I invited my good friend and partner in crime, Johnny McDaniels, to do a write up on his artwork for our next short story project. Johnny doesn’t say much, he enjoys his art in silence, his own therapy. But he agreed on this piece to give his opinion and tell me a little about his creative process. I will post the story tomorrow. I hope you guys enjoy.
This piece started as the idea for a short story by my friend Jerome Kenrick. He clearly had a lot to say, and so did I on the subject. We have been working together for a while, and he usually supplies a mock-up that I work from. We bounce ideas back and forth and then I get to work. This time, the talking was short, and the work commenced.
There is so much to say about a person’s right to choose. Not just on topics of a moral question, but in daily life. It is interesting to me that the same chants that are used to protest vaccinations and mask wearing, were originally shouted by feminists trying to garner support for pregnancy termination. In my mind, I have strong pro-life views in believing that all life is precious. I also have equally strong opinions which hold that no one should have the ability to tell me what I can and cannot do. I do not have any conflict in this line of thinking. Why should anyone have a mandate against their own body, and why should that be an additional concern when the decision being made is already such a difficult one?
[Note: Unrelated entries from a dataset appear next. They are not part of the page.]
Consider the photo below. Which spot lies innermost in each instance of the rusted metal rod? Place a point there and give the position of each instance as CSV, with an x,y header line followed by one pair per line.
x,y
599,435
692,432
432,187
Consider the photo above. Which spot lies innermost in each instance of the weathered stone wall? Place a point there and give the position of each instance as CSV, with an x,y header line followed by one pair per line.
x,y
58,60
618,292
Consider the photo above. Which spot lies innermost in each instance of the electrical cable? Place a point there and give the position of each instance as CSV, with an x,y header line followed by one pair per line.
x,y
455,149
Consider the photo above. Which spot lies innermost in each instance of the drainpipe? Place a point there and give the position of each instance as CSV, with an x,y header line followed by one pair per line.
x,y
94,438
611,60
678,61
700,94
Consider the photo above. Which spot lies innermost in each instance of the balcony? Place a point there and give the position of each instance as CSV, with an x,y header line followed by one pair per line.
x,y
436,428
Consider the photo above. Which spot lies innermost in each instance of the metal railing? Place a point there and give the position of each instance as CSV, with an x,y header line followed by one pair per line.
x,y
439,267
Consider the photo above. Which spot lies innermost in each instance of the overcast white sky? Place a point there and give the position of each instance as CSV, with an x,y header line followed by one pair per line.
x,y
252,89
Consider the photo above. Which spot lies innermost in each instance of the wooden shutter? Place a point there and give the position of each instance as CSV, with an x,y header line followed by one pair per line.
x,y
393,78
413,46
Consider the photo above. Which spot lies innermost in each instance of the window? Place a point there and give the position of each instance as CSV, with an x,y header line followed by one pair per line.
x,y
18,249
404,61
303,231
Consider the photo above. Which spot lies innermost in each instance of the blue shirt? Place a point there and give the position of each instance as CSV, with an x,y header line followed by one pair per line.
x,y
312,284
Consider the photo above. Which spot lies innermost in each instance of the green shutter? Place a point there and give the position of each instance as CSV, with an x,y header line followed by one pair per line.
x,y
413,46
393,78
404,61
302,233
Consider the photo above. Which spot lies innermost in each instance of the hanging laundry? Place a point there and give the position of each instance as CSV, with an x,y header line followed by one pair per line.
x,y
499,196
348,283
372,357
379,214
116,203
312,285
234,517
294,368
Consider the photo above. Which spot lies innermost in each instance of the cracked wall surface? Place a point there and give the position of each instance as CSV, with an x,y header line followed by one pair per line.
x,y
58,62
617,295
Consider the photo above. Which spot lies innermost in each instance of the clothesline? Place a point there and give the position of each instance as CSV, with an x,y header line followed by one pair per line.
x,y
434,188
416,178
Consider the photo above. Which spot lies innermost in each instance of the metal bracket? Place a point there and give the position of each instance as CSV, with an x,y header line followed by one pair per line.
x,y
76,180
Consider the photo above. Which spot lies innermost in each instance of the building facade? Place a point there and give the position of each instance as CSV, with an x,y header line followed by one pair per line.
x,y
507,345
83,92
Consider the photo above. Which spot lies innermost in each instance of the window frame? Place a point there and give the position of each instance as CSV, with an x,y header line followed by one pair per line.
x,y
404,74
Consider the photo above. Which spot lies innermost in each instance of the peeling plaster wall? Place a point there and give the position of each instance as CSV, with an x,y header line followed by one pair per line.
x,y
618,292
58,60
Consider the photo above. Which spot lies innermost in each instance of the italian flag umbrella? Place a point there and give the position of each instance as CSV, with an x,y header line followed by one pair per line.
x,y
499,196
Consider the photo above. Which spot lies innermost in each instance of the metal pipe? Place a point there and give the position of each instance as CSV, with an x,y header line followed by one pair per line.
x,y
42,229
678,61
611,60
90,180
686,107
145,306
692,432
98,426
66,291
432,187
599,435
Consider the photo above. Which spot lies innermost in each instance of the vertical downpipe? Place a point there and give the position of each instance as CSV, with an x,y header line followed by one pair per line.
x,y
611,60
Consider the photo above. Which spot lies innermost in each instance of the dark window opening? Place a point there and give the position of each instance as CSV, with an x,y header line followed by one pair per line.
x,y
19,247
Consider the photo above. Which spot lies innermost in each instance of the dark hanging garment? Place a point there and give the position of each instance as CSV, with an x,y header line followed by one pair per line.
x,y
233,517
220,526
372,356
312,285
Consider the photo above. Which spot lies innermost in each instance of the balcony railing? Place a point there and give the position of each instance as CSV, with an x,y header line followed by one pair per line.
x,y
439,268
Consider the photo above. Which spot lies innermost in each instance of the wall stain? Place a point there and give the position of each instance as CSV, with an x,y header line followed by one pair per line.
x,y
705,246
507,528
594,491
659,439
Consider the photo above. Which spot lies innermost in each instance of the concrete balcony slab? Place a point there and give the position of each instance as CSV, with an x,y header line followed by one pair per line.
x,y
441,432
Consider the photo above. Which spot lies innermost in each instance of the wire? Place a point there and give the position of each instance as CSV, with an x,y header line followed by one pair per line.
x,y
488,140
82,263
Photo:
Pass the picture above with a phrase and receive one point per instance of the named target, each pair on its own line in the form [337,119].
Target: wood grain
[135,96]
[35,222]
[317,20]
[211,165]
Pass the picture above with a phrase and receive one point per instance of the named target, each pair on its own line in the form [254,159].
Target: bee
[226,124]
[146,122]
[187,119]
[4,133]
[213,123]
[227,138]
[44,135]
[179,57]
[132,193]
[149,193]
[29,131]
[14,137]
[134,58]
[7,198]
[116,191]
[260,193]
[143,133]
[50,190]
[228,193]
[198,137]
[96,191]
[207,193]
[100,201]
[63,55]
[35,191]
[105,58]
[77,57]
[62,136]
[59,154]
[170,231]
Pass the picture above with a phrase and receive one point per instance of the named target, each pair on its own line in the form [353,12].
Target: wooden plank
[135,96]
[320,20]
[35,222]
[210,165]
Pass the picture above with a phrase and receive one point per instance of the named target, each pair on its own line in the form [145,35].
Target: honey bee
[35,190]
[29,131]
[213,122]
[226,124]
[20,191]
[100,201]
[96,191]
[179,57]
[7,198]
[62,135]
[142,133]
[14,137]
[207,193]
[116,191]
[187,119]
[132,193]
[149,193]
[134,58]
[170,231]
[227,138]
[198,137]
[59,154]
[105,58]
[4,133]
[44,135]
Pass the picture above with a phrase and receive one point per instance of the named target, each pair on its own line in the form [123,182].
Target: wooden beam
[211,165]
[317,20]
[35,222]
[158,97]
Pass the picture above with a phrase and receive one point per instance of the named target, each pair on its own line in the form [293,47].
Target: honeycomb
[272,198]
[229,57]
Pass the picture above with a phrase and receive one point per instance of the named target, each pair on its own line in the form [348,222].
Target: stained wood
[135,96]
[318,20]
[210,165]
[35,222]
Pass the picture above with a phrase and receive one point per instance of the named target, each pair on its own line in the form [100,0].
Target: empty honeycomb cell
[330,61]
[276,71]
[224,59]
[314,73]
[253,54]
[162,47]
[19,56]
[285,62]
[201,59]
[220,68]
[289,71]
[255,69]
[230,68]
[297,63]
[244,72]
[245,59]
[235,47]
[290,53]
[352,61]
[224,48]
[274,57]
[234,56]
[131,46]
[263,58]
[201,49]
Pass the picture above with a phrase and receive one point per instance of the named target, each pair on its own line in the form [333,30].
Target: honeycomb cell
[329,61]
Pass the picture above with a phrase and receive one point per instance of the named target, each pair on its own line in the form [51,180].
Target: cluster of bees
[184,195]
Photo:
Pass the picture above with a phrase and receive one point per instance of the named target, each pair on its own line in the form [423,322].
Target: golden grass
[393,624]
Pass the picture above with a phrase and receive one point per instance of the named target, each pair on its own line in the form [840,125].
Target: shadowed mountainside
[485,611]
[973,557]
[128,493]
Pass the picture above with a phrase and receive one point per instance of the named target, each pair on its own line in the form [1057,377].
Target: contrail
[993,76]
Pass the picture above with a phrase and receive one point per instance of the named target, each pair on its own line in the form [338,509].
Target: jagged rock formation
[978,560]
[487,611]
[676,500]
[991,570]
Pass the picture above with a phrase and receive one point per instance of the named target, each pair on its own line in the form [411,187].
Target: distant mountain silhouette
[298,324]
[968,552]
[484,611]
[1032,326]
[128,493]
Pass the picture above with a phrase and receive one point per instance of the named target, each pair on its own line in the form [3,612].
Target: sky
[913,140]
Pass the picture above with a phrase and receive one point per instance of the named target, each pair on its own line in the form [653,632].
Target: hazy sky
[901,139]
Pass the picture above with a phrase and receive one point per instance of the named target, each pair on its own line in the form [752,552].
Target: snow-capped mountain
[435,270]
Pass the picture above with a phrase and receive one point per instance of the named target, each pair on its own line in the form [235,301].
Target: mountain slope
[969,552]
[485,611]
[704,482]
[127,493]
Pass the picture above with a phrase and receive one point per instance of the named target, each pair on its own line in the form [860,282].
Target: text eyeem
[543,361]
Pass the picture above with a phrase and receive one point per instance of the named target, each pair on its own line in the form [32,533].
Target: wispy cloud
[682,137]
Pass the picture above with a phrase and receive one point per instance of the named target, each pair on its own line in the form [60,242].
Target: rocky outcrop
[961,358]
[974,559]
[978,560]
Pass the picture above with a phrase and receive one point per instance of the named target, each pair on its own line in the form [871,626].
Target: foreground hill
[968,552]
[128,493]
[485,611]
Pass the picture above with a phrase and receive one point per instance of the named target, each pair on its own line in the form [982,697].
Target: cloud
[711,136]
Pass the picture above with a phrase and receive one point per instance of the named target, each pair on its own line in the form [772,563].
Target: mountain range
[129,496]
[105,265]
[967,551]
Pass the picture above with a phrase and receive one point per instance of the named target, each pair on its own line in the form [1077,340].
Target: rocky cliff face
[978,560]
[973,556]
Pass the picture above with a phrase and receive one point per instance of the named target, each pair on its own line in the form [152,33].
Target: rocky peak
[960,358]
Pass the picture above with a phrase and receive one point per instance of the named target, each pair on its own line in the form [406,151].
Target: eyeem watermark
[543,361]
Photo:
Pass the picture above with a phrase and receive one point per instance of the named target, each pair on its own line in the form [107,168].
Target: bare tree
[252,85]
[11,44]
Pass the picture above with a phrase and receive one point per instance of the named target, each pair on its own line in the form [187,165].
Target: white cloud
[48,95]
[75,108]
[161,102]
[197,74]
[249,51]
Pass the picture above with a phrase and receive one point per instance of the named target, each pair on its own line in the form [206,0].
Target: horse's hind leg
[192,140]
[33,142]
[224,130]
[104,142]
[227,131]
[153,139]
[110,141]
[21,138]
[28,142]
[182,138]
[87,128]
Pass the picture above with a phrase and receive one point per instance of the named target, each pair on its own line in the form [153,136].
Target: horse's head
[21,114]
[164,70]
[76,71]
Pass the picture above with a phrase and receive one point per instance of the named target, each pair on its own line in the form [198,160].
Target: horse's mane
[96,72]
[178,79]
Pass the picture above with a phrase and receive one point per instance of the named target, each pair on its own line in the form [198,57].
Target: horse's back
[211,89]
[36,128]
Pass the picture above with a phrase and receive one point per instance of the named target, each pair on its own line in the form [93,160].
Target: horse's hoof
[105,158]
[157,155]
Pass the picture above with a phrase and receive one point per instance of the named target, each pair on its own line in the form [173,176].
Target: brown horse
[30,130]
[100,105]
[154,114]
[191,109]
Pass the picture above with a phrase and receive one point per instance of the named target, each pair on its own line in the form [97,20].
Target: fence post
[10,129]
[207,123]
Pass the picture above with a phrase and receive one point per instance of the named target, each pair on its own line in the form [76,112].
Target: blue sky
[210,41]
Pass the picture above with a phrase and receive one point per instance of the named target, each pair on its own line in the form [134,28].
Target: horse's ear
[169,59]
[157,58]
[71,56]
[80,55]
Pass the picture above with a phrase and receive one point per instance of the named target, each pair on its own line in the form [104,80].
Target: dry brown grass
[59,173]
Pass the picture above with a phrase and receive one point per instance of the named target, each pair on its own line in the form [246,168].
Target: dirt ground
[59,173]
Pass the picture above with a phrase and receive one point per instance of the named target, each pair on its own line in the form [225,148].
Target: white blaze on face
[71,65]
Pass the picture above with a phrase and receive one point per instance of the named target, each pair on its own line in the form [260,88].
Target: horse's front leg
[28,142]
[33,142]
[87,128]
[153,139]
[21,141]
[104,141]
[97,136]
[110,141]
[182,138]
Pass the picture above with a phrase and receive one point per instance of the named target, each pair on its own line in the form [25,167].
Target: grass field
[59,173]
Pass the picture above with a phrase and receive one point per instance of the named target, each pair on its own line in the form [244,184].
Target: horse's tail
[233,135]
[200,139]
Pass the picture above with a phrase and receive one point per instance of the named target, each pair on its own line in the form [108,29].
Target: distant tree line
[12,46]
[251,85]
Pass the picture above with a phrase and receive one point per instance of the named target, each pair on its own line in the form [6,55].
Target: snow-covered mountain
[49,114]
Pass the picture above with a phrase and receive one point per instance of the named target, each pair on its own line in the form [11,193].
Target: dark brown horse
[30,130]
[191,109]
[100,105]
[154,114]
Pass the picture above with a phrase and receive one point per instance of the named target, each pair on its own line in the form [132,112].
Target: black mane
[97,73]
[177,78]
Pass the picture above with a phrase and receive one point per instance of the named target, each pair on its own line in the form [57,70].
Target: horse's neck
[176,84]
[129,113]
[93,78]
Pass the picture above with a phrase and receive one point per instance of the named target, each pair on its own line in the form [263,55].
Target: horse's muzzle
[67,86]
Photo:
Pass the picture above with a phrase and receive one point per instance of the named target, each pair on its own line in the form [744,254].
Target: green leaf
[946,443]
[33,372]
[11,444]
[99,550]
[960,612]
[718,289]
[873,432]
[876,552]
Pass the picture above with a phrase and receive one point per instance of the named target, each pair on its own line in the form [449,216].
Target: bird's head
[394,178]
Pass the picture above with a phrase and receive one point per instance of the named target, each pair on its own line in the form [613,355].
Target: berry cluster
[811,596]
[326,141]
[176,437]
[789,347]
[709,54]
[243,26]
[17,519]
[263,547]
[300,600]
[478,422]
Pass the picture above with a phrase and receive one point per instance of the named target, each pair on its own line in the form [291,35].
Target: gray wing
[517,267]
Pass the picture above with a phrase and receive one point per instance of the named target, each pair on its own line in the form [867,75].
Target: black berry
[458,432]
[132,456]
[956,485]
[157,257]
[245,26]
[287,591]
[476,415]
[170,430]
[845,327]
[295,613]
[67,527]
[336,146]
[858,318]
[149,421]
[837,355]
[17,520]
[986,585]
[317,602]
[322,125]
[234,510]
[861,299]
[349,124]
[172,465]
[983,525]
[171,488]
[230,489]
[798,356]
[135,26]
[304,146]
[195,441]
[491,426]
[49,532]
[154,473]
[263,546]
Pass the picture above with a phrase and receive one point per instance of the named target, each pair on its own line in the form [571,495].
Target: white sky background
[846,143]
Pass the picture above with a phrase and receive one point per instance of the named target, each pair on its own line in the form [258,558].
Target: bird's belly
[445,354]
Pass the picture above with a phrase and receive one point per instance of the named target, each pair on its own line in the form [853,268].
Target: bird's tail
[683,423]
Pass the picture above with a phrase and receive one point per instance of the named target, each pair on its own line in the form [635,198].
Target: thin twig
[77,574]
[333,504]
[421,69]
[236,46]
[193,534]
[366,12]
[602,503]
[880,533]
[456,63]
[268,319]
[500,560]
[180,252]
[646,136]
Now, on to the piece. We wanted to depict the sensual nature of a woman, attractive and perhaps even lustful. Then have her voice taken away, depicting her ability to choose as being stifled, and her body no longer her own. It had to portray the idea that she is almost property. I worked entirely digital for this project but chose charcoal to illustrate the model. It is a favorite medium of mine and I find it useful for depicting form. I then chose to use pink highlights to give the sense of surrealism.
Form was outlined intentionally cartoon-like to further separate from reality. The hue that was chosen is supposed to mimic the color used to raise awareness and support for breast cancer, a cause close to my heart. I work in health care for my 9-5 and have come to take that shade of pink as a representation of the strength of our women. Mouth taped and labeled over in the controversial state bill in Texas that stirred this to life. Title bright and blurred like a neon sign, further exhibiting the actions that happen in the dark, but on a stark white background, bringing it all into the light.